Cuando uno se convence de que ella no volverá, tras meses de ver una y otra vez su espacio vacío, es válido dibujar una alternativa, sujetarse a una silla para amortiguar el vértigo que despierta su definitiva ausencia. Ya sentada y en parte resignada, es humano cuestionarse qué hay más allá del recuerdo o del sueño. ¿Cómo enfrentar verdaderamente su voluntaria partida y, qué dolor, su aún más voluntario no regreso?
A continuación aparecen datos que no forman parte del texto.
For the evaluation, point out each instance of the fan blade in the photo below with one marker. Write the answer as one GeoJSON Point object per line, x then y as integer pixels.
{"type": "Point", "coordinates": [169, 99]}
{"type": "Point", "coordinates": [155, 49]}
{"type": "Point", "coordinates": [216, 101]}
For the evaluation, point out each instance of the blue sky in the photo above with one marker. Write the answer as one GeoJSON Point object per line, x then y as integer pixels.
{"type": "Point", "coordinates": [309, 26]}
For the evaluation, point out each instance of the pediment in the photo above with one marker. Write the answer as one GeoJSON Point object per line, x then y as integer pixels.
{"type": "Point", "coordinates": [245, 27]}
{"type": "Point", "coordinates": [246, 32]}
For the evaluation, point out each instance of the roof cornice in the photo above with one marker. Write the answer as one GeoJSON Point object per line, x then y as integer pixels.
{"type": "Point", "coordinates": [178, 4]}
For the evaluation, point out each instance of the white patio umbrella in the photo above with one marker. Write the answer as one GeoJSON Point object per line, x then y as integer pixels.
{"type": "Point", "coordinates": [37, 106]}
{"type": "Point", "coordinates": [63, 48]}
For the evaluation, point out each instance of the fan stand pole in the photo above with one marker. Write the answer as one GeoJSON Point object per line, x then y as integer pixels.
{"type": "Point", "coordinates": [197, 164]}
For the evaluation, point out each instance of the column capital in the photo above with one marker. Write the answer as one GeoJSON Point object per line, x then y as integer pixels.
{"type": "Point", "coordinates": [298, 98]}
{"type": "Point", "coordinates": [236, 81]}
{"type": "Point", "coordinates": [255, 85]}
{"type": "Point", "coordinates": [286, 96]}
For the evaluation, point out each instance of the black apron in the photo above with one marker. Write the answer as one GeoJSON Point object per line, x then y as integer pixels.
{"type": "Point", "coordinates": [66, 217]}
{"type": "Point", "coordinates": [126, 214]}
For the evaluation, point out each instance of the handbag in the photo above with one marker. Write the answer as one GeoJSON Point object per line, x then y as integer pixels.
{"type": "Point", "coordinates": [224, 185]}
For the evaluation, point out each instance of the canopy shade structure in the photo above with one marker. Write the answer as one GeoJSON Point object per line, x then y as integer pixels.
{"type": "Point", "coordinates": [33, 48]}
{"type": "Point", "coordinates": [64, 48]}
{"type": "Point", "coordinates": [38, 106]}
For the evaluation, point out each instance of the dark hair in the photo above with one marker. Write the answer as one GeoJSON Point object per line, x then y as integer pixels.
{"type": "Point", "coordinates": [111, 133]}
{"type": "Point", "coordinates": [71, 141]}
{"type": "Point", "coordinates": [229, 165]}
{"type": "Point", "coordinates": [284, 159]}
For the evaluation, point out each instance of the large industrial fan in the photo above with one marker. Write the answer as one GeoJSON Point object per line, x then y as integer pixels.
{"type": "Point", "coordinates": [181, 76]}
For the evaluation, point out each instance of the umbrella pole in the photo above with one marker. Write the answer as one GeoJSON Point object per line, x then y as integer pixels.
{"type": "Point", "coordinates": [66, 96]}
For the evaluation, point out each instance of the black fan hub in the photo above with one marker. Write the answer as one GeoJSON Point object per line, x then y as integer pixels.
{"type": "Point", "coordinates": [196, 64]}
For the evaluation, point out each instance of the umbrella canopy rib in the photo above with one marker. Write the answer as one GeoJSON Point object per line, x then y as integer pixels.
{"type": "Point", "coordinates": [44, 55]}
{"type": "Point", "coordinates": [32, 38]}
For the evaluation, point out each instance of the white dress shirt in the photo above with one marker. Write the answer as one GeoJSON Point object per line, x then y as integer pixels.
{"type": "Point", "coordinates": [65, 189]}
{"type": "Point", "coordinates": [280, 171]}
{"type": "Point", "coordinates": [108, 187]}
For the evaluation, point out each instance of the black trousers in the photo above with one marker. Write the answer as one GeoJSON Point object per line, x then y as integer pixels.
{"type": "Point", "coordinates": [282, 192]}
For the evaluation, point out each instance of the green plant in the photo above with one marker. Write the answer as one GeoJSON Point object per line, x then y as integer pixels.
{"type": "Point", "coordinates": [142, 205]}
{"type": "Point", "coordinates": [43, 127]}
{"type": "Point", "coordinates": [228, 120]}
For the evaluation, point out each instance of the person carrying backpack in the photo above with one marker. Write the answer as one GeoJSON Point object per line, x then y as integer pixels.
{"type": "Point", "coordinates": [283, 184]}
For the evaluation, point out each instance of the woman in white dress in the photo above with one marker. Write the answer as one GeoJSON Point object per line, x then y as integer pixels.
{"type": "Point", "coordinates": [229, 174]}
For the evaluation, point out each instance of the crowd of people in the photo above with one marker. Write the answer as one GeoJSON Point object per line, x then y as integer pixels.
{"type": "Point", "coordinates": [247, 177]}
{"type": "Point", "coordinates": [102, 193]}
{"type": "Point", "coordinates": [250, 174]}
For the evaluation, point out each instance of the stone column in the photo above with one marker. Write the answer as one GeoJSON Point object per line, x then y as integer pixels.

Yo sé que ella ya no es como yo la recuerdo y nunca fue como yo la miraba. Todo encuentro siempre estuvo distorsionado de fantasía. Reconozco que en este instante ella, lejos de mí, es quien verdaderamente es. ¿Quién la percibe en ese estado? Quizá nadie, mucho menos ella misma. Es por ello que no encuentro descabellado continuar en esta silla y comenzar a alucinar su cuerpo, su rostro, su cabello, su voz, las palabras que me diría, las que omitiría, las miradas que --esas sí-- siempre la han caracterizado. Porque a pesar de todo, dentro de esa inevitable idealización y espejismo, llegó a asomarse y yo a observar, ciertos detalles que sí eran suyos. O mejor aún, que yo creo suyos, pero al no serlos, me pertenecen.
No estoy escribiendo ningún disparate. Ella ya está frente a mí y no sé qué decirle. ¿De qué se conversa con alguien que sabes que no existe, pero al mismo tiempo representa lo que ella siempre ha sido, es decir, una ilusión?